Tin(IV) fluoride is a chemical compound of tin and fluorine with the chemical formula SnF_{4}. It is a white solid. As reflected by its melting point above 700 °C, the tetrafluoride differs significantly from the other tetrahalides of tin.

==Synthesis and reaction==
SnF_{4} can be prepared by the reaction of tin(IV) chloride with anhydrous hydrogen fluoride:
SnCl_{4} + 4HF → SnF_{4} + 4HCl
When treated with alkali metal fluorides (e.g. KF), tin(IV) fluoride forms hexafluorostannates:
SnF4 + 2 KF -> K2SnF6
In K_{2}SnF_{6}, tin adopts an octahedral geometry.

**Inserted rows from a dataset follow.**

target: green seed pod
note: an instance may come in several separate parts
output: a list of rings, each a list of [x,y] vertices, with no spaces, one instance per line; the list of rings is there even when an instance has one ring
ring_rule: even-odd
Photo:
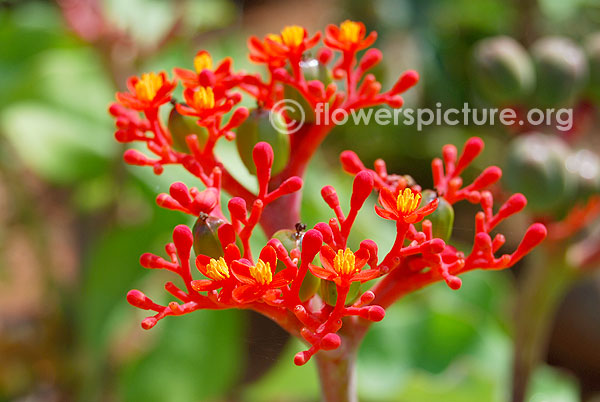
[[[277,239],[283,244],[283,247],[290,252],[295,248],[300,248],[302,244],[302,238],[304,237],[303,232],[291,230],[291,229],[281,229],[275,232],[272,236],[273,239]]]
[[[600,32],[587,37],[585,53],[590,68],[588,92],[596,101],[600,101]]]
[[[200,214],[192,228],[196,255],[204,254],[212,258],[219,258],[224,255],[223,247],[217,235],[217,229],[224,223],[225,221],[222,219],[204,213]]]
[[[275,125],[277,128],[275,128]],[[286,124],[279,112],[258,108],[237,128],[236,146],[240,158],[251,174],[256,174],[252,150],[259,142],[268,142],[273,148],[272,174],[285,168],[290,158],[290,136],[285,134]]]
[[[302,74],[304,74],[304,79],[308,81],[318,80],[321,81],[325,87],[331,84],[331,71],[319,62],[319,60],[309,57],[302,61],[300,61],[300,70]],[[288,66],[288,72],[292,74],[291,68]],[[310,104],[306,101],[304,96],[298,92],[298,90],[294,87],[286,85],[284,88],[283,96],[285,99],[291,99],[293,101],[298,102],[304,111],[304,122],[305,123],[314,123],[315,122],[315,111],[310,106]],[[290,108],[287,111],[287,115],[290,119],[299,121],[302,119],[302,113],[297,108]]]
[[[302,247],[302,238],[304,237],[304,225],[296,225],[297,230],[282,229],[273,234],[273,239],[278,239],[283,247],[290,252],[295,248]],[[277,261],[277,272],[285,269],[285,264]],[[302,285],[300,286],[299,296],[303,302],[310,299],[319,289],[320,279],[314,276],[310,271],[306,273]]]
[[[588,149],[577,150],[567,158],[566,167],[577,182],[577,200],[600,194],[600,158]]]
[[[531,133],[514,140],[508,151],[503,180],[513,192],[527,197],[535,213],[558,213],[573,199],[574,181],[566,168],[567,145],[555,136]]]
[[[479,41],[473,50],[472,70],[478,91],[498,105],[522,102],[535,84],[531,57],[508,36]]]
[[[427,215],[425,219],[431,221],[433,237],[444,241],[450,240],[454,225],[454,208],[444,197],[438,197],[437,193],[433,190],[425,190],[421,195],[423,196],[421,205],[427,205],[436,198],[439,198],[438,207],[432,214]],[[420,223],[418,229],[421,230]]]
[[[534,104],[551,107],[570,103],[588,77],[583,50],[567,38],[548,37],[533,44],[531,55],[537,77]]]
[[[169,113],[167,127],[173,139],[173,148],[179,152],[190,153],[185,138],[190,134],[196,134],[200,148],[204,147],[208,139],[206,128],[199,126],[195,118],[184,116],[175,107]]]
[[[346,296],[346,306],[353,304],[358,299],[358,296],[360,295],[360,285],[361,283],[358,281],[352,282],[348,295]],[[335,306],[338,293],[334,282],[321,281],[319,294],[325,303],[330,306]]]

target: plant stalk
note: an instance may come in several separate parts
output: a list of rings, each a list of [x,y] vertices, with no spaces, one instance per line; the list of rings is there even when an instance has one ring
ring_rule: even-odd
[[[517,297],[513,358],[513,402],[524,402],[531,375],[548,345],[552,319],[558,304],[576,278],[564,250],[532,255]]]
[[[356,357],[359,342],[342,336],[342,346],[315,355],[324,402],[357,402]]]

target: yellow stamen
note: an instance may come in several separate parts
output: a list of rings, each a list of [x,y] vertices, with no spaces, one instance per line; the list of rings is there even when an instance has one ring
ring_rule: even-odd
[[[360,34],[360,24],[354,21],[346,20],[340,25],[340,40],[343,42],[358,43]]]
[[[273,280],[271,264],[259,259],[255,266],[250,267],[250,275],[261,285],[268,285]]]
[[[270,40],[272,40],[273,42],[283,43],[283,42],[281,42],[281,36],[279,36],[279,35],[268,34],[267,38],[270,39]]]
[[[194,68],[200,74],[202,70],[212,70],[213,61],[208,52],[200,52],[194,57]]]
[[[151,101],[162,85],[162,75],[156,73],[142,74],[140,80],[135,84],[135,93],[138,99]]]
[[[215,94],[211,87],[200,87],[194,93],[194,104],[198,109],[212,109],[215,107]]]
[[[338,250],[337,255],[333,257],[333,269],[340,275],[356,272],[356,258],[352,250],[347,248],[345,251]]]
[[[412,213],[421,202],[421,194],[413,192],[410,188],[405,188],[404,192],[398,194],[397,207],[404,215]]]
[[[290,48],[300,46],[304,40],[304,28],[298,25],[287,26],[281,31],[281,40]]]
[[[218,261],[211,258],[206,266],[206,273],[212,280],[222,281],[229,278],[229,267],[223,257],[220,257]]]

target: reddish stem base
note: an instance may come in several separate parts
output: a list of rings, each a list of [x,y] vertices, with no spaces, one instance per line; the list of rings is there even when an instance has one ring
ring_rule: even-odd
[[[356,357],[358,342],[342,337],[342,346],[315,355],[323,401],[357,402]]]

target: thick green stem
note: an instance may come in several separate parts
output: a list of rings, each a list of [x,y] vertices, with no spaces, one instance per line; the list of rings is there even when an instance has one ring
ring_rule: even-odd
[[[576,277],[564,251],[532,255],[517,298],[512,401],[523,402],[527,386],[547,348],[552,318],[565,291]]]

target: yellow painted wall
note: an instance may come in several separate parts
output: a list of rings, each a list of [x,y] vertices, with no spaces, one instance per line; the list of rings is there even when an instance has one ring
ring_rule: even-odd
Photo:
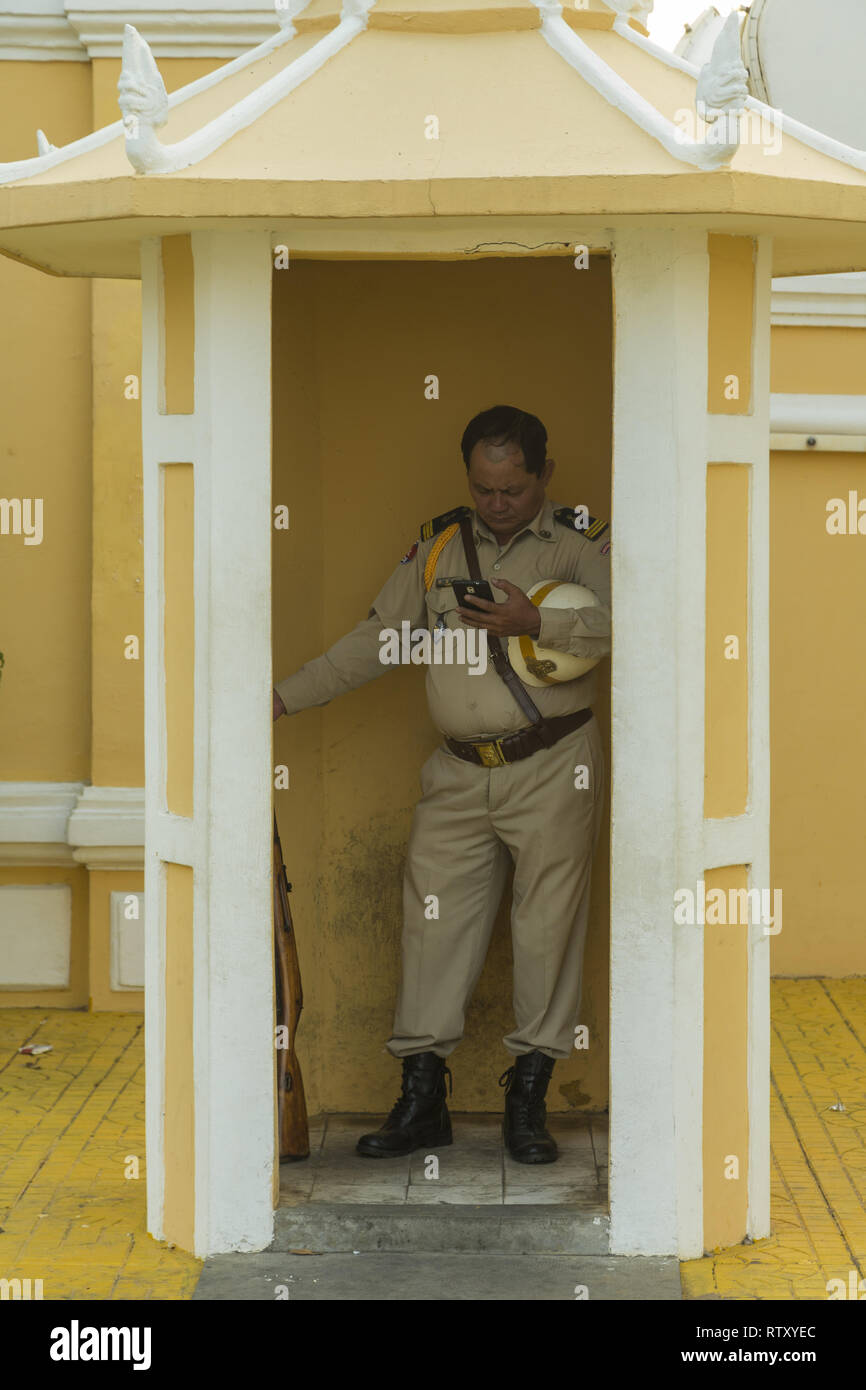
[[[193,872],[165,866],[165,1239],[192,1250],[195,1232]]]
[[[88,873],[82,864],[3,865],[0,885],[65,883],[72,893],[72,935],[69,951],[68,989],[3,989],[0,1008],[87,1008],[87,896]]]
[[[90,871],[90,1007],[141,1013],[143,989],[111,988],[111,894],[142,893],[144,873],[133,869]]]
[[[604,260],[294,261],[274,281],[274,671],[366,617],[421,522],[468,502],[459,443],[497,402],[538,414],[555,501],[609,516],[610,281]],[[436,373],[440,399],[424,398]],[[600,668],[607,688],[609,665]],[[596,706],[606,744],[609,704]],[[401,873],[422,762],[437,742],[423,673],[398,669],[281,720],[276,794],[304,979],[298,1033],[311,1113],[378,1113],[399,1069],[384,1052],[398,979]],[[609,766],[609,753],[607,756]],[[609,805],[609,802],[608,802]],[[558,1063],[553,1110],[607,1102],[608,834],[595,863],[582,1021],[588,1053]],[[451,1059],[456,1109],[501,1109],[511,1024],[507,905]]]
[[[141,291],[93,283],[94,786],[144,786]],[[138,657],[128,641],[138,638]],[[128,654],[127,654],[128,653]]]
[[[169,91],[223,60],[160,59]],[[117,59],[0,64],[0,159],[66,144],[117,119]],[[10,781],[144,782],[140,288],[42,275],[0,258],[0,415],[8,497],[43,499],[44,540],[0,537],[0,767]],[[74,988],[10,993],[16,1005],[141,1008],[109,988],[108,894],[140,874],[12,868],[4,882],[72,875]],[[48,875],[46,878],[45,875]],[[88,923],[88,896],[90,920]]]
[[[771,384],[863,394],[866,329],[775,326]],[[866,538],[826,529],[828,501],[849,491],[866,499],[866,455],[771,455],[771,852],[782,890],[774,975],[866,972]]]
[[[862,396],[866,392],[866,328],[777,324],[770,356],[771,391]]]
[[[774,453],[770,484],[772,971],[866,974],[866,536],[826,530],[866,456]]]
[[[748,888],[743,865],[710,869],[707,894]],[[709,913],[708,913],[709,915]],[[704,927],[704,1250],[746,1235],[749,1201],[748,985],[746,923]],[[732,1162],[736,1161],[736,1166]],[[726,1176],[728,1174],[728,1176]],[[734,1176],[736,1174],[736,1176]]]
[[[165,804],[176,816],[191,816],[195,718],[192,464],[170,464],[163,468],[162,478],[165,579]]]
[[[195,409],[195,283],[192,239],[162,238],[163,394],[166,415]]]
[[[81,63],[0,63],[0,160],[87,133]],[[0,536],[0,768],[9,781],[90,771],[90,287],[0,258],[0,495],[41,498],[44,538]],[[21,1002],[21,997],[16,998]]]
[[[704,815],[740,816],[749,794],[749,469],[707,468]]]
[[[707,246],[707,409],[713,415],[748,415],[752,399],[755,243],[749,237],[709,236]],[[731,377],[737,378],[736,384],[730,382]]]

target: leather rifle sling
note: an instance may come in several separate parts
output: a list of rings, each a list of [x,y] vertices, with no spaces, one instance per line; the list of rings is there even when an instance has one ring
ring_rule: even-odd
[[[472,522],[468,517],[463,517],[460,522],[460,538],[463,541],[463,551],[466,555],[466,564],[469,568],[471,579],[482,579],[481,566],[478,563],[478,552],[475,549],[475,537],[472,534]],[[482,631],[487,631],[486,628]],[[536,705],[523,681],[518,676],[498,637],[492,632],[487,632],[487,647],[490,652],[490,659],[493,662],[493,669],[505,684],[508,686],[514,699],[519,704],[527,719],[534,725],[538,737],[541,739],[545,748],[551,748],[556,742],[553,730],[545,721],[544,715]]]

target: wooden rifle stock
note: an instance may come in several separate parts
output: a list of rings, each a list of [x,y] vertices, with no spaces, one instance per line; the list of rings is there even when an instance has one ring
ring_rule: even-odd
[[[301,967],[292,909],[289,906],[291,884],[286,878],[283,850],[274,814],[274,964],[276,968],[277,1027],[285,1031],[277,1035],[277,1106],[280,1125],[280,1162],[308,1158],[310,1134],[307,1126],[307,1102],[301,1068],[295,1056],[295,1034],[304,1007],[301,989]],[[285,1042],[285,1046],[280,1046]]]

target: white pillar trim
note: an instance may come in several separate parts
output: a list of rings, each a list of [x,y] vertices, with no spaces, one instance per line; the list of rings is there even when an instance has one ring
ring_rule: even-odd
[[[163,678],[162,421],[159,412],[162,256],[141,243],[141,431],[144,544],[144,1056],[147,1229],[163,1237],[165,1202],[165,813]],[[191,459],[190,459],[191,461]]]
[[[154,824],[153,847],[167,864],[195,867],[195,822],[187,816],[173,816],[162,811]]]
[[[757,239],[752,332],[749,504],[749,887],[770,879],[770,296],[773,243]],[[770,937],[749,928],[749,1215],[754,1240],[770,1234]]]
[[[700,1253],[703,943],[699,932],[675,927],[673,894],[694,882],[702,849],[708,274],[704,231],[644,226],[616,234],[610,1196],[617,1254]]]
[[[196,1254],[273,1238],[270,229],[194,232]]]

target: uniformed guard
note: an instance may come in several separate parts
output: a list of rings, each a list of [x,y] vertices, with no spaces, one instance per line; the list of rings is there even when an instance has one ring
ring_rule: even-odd
[[[461,449],[475,510],[424,523],[369,616],[278,682],[274,718],[383,675],[384,629],[408,622],[433,644],[445,629],[486,632],[483,672],[435,657],[427,666],[443,744],[421,769],[404,876],[402,977],[387,1043],[402,1060],[402,1092],[357,1151],[379,1158],[451,1143],[445,1059],[463,1036],[511,860],[514,1028],[504,1042],[514,1062],[500,1078],[503,1132],[518,1162],[552,1163],[545,1096],[554,1062],[574,1042],[601,827],[603,751],[590,705],[592,668],[610,650],[609,528],[547,500],[554,463],[536,416],[494,406],[469,422]],[[455,577],[488,580],[496,601],[463,590],[461,603]]]

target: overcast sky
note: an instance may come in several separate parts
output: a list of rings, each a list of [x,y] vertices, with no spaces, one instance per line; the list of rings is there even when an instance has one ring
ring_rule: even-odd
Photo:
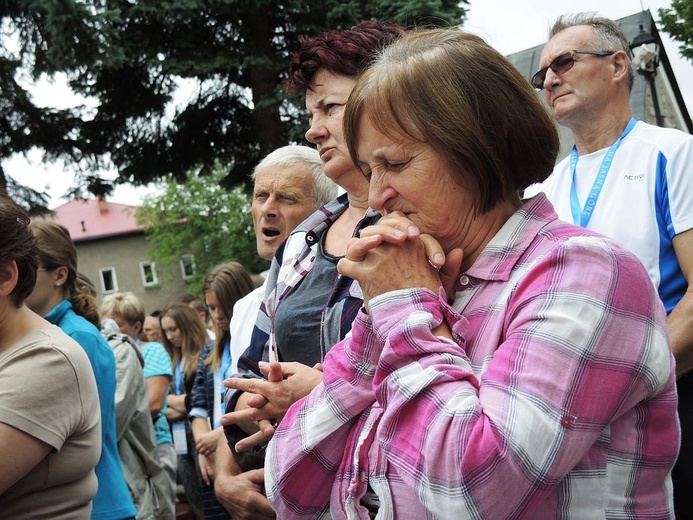
[[[544,43],[551,24],[562,14],[576,10],[594,11],[618,19],[649,9],[657,20],[657,10],[670,4],[670,0],[470,0],[469,16],[464,28],[478,34],[503,54],[512,54]],[[669,40],[661,30],[660,36],[688,111],[693,114],[693,63],[679,56],[678,44]],[[69,92],[59,85],[52,85],[43,91],[43,95],[49,96],[53,101],[51,104],[56,106],[71,103]],[[65,202],[60,197],[71,186],[73,174],[63,171],[61,166],[43,165],[38,153],[33,154],[29,162],[18,158],[3,166],[6,173],[23,184],[41,191],[47,189],[51,195],[51,208]],[[111,173],[111,178],[113,175]],[[143,188],[120,186],[111,200],[137,205],[146,192],[147,189]]]

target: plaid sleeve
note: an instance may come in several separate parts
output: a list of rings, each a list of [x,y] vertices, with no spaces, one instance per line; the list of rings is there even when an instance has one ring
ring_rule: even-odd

Otherwise, SnF_{4} behaves as a Lewis acid forming a variety of adducts with the formula L_{2}·SnF_{4} and L·SnF_{4}.

== Structure ==
Unlike the heavier tin tetrahalides, which contain tetrahedrally coordinated tin, tin(IV) fluoride contains octahedrally coordinated tin. The octahedra share four corners. There are two terminal, unshared, fluorine atoms trans to one another. The melting point of SnF_{4} is much higher (700 °C) than the other tin(IV) halides: (SnCl_{4}, −33.3 °C; SnBr_{4}, 31 °C; SnI_{4}, 144 °C). The structure can also be contrasted with the tetrafluorides of the lighter members of group 14, (CF_{4}, SiF_{4} and GeF_{4}), all of which in the solid state form molecular crystals.